La réaction la plus ignoble a été celle des staliniens du SACP qui ont ouvertement défendu le massacre. Le SACP de la province du Nord-Ouest où le massacre a eu lieu, a accusé les dirigeants des travailleurs en grève – et non la police – d’avoir commis un « acte barbare » et a exigé leur arrestation.
Le responsable du SACP, Dominic Tweedi, a été cité disant : « Ce n’était pas un massacre, c’était une bataille. La police a recouru à ses armes exactement comme elle devait le faire. C’est pour cela qu’elles a ces armes. Les gens qu’elle a abattus n’avaient, à mon avis, pas l’air d’être des travailleurs. Nous devrions nous réjouir. La police a été admirable. »

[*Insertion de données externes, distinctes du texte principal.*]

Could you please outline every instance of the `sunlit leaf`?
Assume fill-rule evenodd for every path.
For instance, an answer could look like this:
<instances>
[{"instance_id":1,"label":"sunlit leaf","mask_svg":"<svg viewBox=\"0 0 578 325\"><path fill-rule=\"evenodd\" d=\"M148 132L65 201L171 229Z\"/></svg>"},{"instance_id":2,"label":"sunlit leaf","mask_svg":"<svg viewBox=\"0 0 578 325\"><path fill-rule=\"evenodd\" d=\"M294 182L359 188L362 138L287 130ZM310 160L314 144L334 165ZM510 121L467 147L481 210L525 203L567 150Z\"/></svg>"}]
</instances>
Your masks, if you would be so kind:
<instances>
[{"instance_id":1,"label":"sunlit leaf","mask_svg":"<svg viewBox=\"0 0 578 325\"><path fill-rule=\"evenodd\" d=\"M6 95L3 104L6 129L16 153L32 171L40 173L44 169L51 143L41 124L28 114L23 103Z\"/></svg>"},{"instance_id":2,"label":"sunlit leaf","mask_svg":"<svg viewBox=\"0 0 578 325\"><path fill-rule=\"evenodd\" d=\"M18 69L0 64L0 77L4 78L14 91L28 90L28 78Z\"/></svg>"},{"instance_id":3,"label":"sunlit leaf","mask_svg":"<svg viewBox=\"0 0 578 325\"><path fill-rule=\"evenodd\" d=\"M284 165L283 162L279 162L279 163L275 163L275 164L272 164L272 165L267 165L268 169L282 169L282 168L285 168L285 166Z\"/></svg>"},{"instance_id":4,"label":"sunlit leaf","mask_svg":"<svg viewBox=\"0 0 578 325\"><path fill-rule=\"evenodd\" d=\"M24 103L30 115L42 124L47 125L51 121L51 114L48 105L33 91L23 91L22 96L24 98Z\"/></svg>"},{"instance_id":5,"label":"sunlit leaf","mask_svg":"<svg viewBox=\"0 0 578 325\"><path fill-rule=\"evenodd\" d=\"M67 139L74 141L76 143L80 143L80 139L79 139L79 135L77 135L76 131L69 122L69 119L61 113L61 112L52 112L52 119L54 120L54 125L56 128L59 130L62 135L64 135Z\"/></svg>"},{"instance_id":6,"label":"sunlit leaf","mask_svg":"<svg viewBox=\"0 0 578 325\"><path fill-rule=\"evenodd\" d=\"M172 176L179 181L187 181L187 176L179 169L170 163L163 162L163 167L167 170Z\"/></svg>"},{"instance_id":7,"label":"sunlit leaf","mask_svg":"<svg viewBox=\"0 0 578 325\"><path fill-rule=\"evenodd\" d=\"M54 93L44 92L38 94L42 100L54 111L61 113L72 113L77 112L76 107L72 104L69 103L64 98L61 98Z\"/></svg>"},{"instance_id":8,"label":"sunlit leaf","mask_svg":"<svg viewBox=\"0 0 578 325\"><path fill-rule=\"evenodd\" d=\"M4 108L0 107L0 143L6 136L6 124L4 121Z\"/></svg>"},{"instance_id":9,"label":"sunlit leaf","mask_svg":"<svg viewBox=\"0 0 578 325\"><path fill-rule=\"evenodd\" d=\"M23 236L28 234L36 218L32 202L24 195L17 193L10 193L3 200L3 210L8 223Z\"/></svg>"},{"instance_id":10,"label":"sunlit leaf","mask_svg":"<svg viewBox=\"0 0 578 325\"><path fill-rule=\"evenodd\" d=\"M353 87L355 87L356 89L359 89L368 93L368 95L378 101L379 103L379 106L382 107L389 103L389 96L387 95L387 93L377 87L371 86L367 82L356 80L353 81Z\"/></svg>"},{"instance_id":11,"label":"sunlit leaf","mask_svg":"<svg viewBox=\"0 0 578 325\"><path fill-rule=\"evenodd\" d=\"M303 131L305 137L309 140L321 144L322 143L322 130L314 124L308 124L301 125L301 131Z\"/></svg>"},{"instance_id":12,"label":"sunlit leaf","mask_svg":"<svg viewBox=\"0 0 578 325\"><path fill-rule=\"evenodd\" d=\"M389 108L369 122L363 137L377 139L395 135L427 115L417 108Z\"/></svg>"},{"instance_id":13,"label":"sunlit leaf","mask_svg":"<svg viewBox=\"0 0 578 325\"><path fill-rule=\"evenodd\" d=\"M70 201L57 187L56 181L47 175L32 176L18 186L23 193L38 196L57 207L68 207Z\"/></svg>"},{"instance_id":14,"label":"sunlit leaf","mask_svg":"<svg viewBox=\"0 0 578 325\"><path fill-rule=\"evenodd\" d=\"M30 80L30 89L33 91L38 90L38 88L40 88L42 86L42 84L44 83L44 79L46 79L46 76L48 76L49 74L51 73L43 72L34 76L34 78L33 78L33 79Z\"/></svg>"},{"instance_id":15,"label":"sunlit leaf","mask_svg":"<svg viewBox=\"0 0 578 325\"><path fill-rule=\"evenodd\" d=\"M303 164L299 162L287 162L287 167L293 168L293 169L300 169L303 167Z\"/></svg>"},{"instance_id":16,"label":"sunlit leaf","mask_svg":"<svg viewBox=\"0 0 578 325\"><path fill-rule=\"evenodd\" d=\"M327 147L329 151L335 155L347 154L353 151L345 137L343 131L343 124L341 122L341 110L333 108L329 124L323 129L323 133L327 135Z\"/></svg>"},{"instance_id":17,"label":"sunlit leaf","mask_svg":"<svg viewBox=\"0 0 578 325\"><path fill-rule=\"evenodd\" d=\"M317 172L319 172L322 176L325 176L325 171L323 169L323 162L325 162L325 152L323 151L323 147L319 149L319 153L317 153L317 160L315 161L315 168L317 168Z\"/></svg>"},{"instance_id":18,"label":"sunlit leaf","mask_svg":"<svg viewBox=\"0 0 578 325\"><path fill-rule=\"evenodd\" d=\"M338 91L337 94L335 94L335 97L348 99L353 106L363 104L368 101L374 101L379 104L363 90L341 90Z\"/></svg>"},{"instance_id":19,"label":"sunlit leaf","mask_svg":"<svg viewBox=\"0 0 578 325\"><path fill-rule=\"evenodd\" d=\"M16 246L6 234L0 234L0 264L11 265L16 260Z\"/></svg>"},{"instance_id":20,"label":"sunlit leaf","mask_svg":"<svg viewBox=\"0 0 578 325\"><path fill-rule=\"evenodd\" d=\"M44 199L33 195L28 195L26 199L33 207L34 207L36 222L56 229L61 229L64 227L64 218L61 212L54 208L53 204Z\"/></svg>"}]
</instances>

Dans son communiqué officiel publié le 19 août, le SACP a réclamé que le président Zuma mette en place une commission d’enquête pour concentrer son attention non pas sur la violence meurtrière de la police mais sur le « modèle de violence associé au pseudo-syndicat AMCU » et demandé d’enquêter tout particulièrement sur son président, Joseph Mathunjwa. Qualifiant de « démagogues » et d’« anarchistes » ceux qui s'opposent à la domination du NUM, le SACP a affirmé que le syndicat rival est une création des compagnies minières.
Ces attaques brutales donnent une idée de la crise qui règne au sein de l’ANC et de ses acolytes au sein de l’appareil syndical NUM-COSATU ainsi que du SACP stalinien. Cette crise est générée par une combativité grandissante de la classe ouvrière et de sa résistance à l’encontre de la tentative de ces forces de subordonner ses intérêts au gouvernement et aux entreprises multinationales tout comme aux capitalistes nationaux qu’elles représentent.
Le massacre à Marinaka a servi à la fois à choquer la conscience populaire en Afrique du Sud et à discréditer sérieusement cette alliance réactionnaire ainsi que la couche corrompue d’anciens responsables syndicaux et de politiciens de l’ANC devenus millionnaires qu’elle a engendrés.